Every scientist, at one time or another, has avoided meetings with their PI. They are, however extremely important in shaping the direction and progress of your project. Having regular productive meetings with your PI will help maintain a positive working relationship and contribute to the success of your project. Keep the following in mind when planning your next meeting:
- Be prepared and organized. Write down a list of issues you want to discuss and prioritize the most pressing. Often your PI may be tight for time and you may not get through everything, so focus on the most urgent issues. Make sure you give yourself time to adequately prepare for the meeting. Plan your day accordingly.
- Stick to your plan. During your meeting, the conversation may stray or get interrupted by your supervisors’ phone or an interruption from a colleague. Guide the discussion back to the pressing issue.
- Bring your data to the meeting in a well-presented format. Have your data in a format that will work well with your supervisor. Printouts can work well for taking notes. Make sure you have carried out any appropriate statistical or other analysis. If you have repeated an experiment a number of times, your supervisor will want to know if the result is significant or not. Turing up at a meeting without such basic and critical information gives your boss a bad impression and makes your work appear sloppy.

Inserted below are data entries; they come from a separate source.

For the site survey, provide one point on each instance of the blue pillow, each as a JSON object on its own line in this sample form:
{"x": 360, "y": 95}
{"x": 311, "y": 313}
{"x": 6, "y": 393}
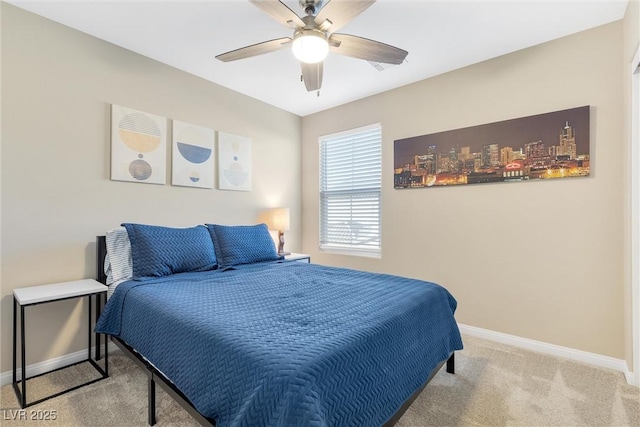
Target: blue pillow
{"x": 242, "y": 244}
{"x": 161, "y": 251}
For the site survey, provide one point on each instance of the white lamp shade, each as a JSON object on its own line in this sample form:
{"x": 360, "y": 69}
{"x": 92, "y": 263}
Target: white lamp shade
{"x": 279, "y": 219}
{"x": 310, "y": 47}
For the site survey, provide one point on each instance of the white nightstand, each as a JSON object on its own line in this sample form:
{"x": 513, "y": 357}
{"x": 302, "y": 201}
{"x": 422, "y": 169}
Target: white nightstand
{"x": 34, "y": 295}
{"x": 298, "y": 257}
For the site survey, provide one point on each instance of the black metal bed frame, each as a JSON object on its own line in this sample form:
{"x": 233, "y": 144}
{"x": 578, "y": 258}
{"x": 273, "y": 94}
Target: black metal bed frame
{"x": 155, "y": 376}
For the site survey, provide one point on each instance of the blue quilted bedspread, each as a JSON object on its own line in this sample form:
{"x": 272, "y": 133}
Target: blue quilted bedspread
{"x": 288, "y": 344}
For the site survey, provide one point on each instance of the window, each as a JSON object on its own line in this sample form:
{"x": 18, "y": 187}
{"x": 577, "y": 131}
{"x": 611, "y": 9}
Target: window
{"x": 350, "y": 188}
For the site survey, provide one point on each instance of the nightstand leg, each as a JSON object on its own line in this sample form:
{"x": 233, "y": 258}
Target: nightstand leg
{"x": 89, "y": 329}
{"x": 23, "y": 402}
{"x": 98, "y": 304}
{"x": 15, "y": 326}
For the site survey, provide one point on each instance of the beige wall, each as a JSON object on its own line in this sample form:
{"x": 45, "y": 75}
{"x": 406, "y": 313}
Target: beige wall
{"x": 540, "y": 260}
{"x": 631, "y": 29}
{"x": 57, "y": 86}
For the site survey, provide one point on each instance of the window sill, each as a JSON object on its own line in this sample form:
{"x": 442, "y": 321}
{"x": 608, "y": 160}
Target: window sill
{"x": 352, "y": 252}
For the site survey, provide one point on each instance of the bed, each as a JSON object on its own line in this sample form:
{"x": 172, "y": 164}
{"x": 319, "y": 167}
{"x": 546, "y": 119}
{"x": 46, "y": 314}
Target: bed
{"x": 241, "y": 337}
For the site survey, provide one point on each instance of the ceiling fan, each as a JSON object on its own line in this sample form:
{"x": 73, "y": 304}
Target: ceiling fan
{"x": 314, "y": 36}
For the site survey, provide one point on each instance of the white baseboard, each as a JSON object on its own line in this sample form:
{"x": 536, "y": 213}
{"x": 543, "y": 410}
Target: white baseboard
{"x": 51, "y": 364}
{"x": 552, "y": 350}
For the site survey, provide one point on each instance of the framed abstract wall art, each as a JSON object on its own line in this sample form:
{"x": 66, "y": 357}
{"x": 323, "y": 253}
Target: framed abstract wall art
{"x": 545, "y": 146}
{"x": 138, "y": 146}
{"x": 192, "y": 155}
{"x": 234, "y": 162}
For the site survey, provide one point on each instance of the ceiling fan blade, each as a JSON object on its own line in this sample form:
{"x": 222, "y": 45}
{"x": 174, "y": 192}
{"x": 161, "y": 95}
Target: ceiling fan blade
{"x": 312, "y": 75}
{"x": 369, "y": 50}
{"x": 337, "y": 13}
{"x": 254, "y": 49}
{"x": 280, "y": 12}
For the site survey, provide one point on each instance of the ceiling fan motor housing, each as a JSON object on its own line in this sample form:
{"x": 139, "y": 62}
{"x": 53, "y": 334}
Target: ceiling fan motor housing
{"x": 311, "y": 7}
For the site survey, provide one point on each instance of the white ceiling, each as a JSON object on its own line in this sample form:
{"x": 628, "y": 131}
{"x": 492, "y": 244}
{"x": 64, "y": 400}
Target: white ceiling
{"x": 440, "y": 36}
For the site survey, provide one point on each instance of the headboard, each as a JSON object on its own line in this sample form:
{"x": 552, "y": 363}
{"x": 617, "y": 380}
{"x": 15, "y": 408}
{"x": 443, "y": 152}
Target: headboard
{"x": 101, "y": 252}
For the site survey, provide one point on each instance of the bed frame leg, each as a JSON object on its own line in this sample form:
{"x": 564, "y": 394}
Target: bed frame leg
{"x": 451, "y": 364}
{"x": 151, "y": 392}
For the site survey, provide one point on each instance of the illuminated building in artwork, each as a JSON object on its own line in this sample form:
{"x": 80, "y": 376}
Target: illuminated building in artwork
{"x": 506, "y": 155}
{"x": 533, "y": 150}
{"x": 567, "y": 142}
{"x": 490, "y": 155}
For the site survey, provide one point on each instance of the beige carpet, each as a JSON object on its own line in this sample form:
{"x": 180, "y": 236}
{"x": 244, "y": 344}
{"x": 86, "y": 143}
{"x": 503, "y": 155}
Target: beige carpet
{"x": 494, "y": 385}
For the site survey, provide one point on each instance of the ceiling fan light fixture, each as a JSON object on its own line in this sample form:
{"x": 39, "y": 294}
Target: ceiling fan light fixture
{"x": 310, "y": 46}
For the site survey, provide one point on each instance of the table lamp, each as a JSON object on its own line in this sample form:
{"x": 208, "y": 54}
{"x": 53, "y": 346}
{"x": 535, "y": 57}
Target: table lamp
{"x": 278, "y": 219}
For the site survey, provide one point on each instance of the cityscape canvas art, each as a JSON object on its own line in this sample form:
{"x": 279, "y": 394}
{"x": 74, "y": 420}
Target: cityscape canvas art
{"x": 545, "y": 146}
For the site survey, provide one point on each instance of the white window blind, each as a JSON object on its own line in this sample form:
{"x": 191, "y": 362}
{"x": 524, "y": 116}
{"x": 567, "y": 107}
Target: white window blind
{"x": 350, "y": 188}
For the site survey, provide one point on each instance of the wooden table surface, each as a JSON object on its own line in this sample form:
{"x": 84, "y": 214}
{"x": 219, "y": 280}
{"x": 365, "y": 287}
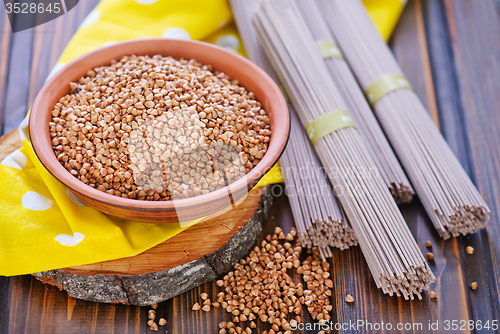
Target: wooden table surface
{"x": 450, "y": 51}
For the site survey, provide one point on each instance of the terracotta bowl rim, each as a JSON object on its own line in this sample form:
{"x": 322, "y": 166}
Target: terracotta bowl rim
{"x": 48, "y": 159}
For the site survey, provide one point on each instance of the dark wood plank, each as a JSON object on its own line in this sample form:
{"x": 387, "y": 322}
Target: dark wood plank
{"x": 5, "y": 41}
{"x": 410, "y": 45}
{"x": 350, "y": 272}
{"x": 16, "y": 105}
{"x": 474, "y": 30}
{"x": 454, "y": 128}
{"x": 49, "y": 43}
{"x": 458, "y": 41}
{"x": 5, "y": 288}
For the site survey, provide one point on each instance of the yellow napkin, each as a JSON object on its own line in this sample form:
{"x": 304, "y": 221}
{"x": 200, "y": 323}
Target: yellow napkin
{"x": 44, "y": 226}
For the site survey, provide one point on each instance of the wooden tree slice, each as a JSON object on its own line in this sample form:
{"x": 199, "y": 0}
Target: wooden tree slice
{"x": 195, "y": 256}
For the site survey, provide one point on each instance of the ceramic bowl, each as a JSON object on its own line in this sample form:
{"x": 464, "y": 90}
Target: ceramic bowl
{"x": 237, "y": 67}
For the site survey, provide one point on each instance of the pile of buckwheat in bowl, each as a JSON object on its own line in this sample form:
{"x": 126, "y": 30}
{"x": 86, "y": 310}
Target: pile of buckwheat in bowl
{"x": 158, "y": 128}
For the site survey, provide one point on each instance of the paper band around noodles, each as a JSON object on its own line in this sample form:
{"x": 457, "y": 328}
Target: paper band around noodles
{"x": 385, "y": 84}
{"x": 285, "y": 94}
{"x": 328, "y": 49}
{"x": 328, "y": 123}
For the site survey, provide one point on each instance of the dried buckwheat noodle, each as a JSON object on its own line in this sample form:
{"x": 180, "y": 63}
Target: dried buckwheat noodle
{"x": 370, "y": 131}
{"x": 393, "y": 257}
{"x": 449, "y": 196}
{"x": 318, "y": 216}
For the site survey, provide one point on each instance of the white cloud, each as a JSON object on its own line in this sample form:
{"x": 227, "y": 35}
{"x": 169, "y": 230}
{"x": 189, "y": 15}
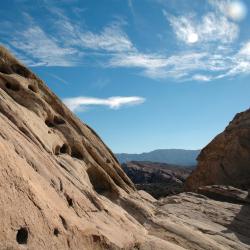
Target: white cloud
{"x": 234, "y": 9}
{"x": 210, "y": 28}
{"x": 112, "y": 38}
{"x": 202, "y": 78}
{"x": 116, "y": 102}
{"x": 138, "y": 60}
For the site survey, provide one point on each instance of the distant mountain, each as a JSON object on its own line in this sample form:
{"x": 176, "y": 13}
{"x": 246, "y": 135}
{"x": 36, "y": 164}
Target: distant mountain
{"x": 158, "y": 179}
{"x": 171, "y": 156}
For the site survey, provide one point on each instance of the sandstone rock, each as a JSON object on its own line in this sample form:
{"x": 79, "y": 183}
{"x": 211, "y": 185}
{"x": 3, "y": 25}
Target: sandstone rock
{"x": 62, "y": 188}
{"x": 226, "y": 160}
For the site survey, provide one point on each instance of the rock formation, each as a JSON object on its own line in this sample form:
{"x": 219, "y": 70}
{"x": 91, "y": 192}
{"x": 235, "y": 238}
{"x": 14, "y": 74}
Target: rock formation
{"x": 226, "y": 160}
{"x": 158, "y": 179}
{"x": 62, "y": 188}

- Present your “to do” list. Talk though your future work plan with your supervisor. Make them aware of any equipment breakdowns or consumable supply issues that may affect your work progressing. Also bring up work you wish to stop doing or spend less time on to focus on more pressing matters.
- Build up your relationship with your supervisor. While it is important to prepare well for these meetings and conduct them in a professional manner, the relationship you have with your PI is critical. Where appropriate, allow room for informal chit chat. This can make your meeting more relaxed. Remember, your PI is human and was in your shoes at one point, too.
- Dealing with unexpected criticism. Even with careful planning, your meeting may not go according to plan. Your supervisor may not be happy with your work progress and experimental data. If this happens, forget about the agenda of issues you set out to discuss. Focus on the issues your supervisor has brought up. Work through them in a calm manner and come to an agreement with your supervisor about how to go about amending these issues.
- Put things in writing. If your boss is a bit scatty or you have had communication issues in the past, follow up your meeting with an email. Set out the work plan you and your PI agreed on and the timeframes involved. This will show your PI that you had a clear understanding of what was discussed in the meeting.
- Show appreciation and understanding. If your supervisor gives you back a corrected manuscript on schedule, thank them. On the other hand, remember they have a hectic schedule and you are not the only person requiring their attention.
What are your tips for surviving a meeting with your PI?